11th September 2018

Compiled by Howard Kent

The CCC was a public relief program, part of the New Deal years of 1933-1942. The most active years in Boundary County were 1934 and 1935, however the Bonners Ferry Herald noted that the Twenty Mile and Smith Creek Camps had been reopened in 1937, following no activity in 1936.

Most of the information came by way of a weekly article entitled “CCC Camp News” written by Joseph Doboze, one of the CCC workers. He was stationed at Twenty Mile Camp.

The three main camps were the Twenty Mile, Smith and Deer Creek Camps. Temporary camps were also established radiating out from the main camps for purposes of specific short-term projects. These camps were referred to as “spike camps.”

Main camps usually had a library, vocational and high school classes, with some college classes available. The CCC boys also formed baseball teams, and one of these played against the Naples school team, losing to Naples 5-0 in their opening game.

During the CCC days, Dr. E.E. Fry, well-known doctor in Boundary County, received a great deal of satisfaction in helping the young physicians who were employed in the camps. He made the hospital facilities available to them and trained them in his knowledge of surgery.

Leonard Kucera, Sr., one of Boundary County’s local CCC boys, is quoted as saying, “I was stationed in Heyburn, Idaho, in 1938-39. I got $5 a month with room and board. The other $15 in wages was sent home to my family. I was a waiter for the officers at meal times, and broke large slate rocks into bricks for building.”

The men in the CCC camps worked on road construction, fire fighting, building and manning look-out towers, planting trees, cutting burnt trees into telephone poles and other projects needing to be done.

September 22 – “The CCC in Idaho” at the Museum

The Boundary County Museum will be hosting a program titled “The CCC in Idaho: Building Our State While Supporting People in Hard Times.”

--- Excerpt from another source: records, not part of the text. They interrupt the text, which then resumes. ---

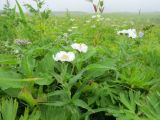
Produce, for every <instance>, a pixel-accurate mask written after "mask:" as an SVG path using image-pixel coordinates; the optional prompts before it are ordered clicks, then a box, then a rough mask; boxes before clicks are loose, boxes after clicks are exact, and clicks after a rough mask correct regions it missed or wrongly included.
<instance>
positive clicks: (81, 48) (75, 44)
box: [71, 43, 88, 53]
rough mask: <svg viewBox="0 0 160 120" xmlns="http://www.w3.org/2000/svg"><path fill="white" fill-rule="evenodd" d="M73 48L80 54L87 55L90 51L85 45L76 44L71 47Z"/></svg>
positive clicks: (72, 44) (80, 44)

Guest speakers are Patricia Hart, a social and cultural historian with the University of Idaho, and Ivar Nelson, former director of the University of Idaho Press and author of books and magazine publications.

Their program is funded in part by the Idaho Humanities Council, a nonprofit organization that serves as the state-based affiliate of the National Endowment for the Humanities.

The Museum is proud to welcome these noted members of the Speakers Bureau to Bonners Ferry at 7 p.m. Saturday, September 22, in the Portrait Hall. The program is free of charge and all are welcome.

Learn more about the Civilian Conservation Corps

While in search of CCC information for this presentation, the researchers at the Historical Society discovered a wonderful resource with the online James F. Justin Civilian Conservation Corps Museum. The Research page there is a great place to start – LINK

For people searching for family that served in the CCC try this page – LINK


The Civilian Conservation Corps in Boundary County

2 thoughts on “The Civilian Conservation Corps in Boundary County

  • March 30, 2022 at 10:40 am

    My uncle, Arthur Fry what stationed at a CCC camp in Idaho but I don’t know where or what he did. I would like to add his record to my genealogy but I cannot afford the $75 that they charge for the records. Is there any other way to research this. Arthur Leo Fry from Cass County Indiana

  • April 4, 2022 at 2:46 pm

    Thank you for stopping by Lorraine Doty. Normally the best thing to do if you are researching Boundary County history is to email the Museum.

    Since, I was volunteering at the Museum the other day, I looked into this and I will send you an email. But, I did add a few web-links with what I learned at the end of the original CCC article for future visitors.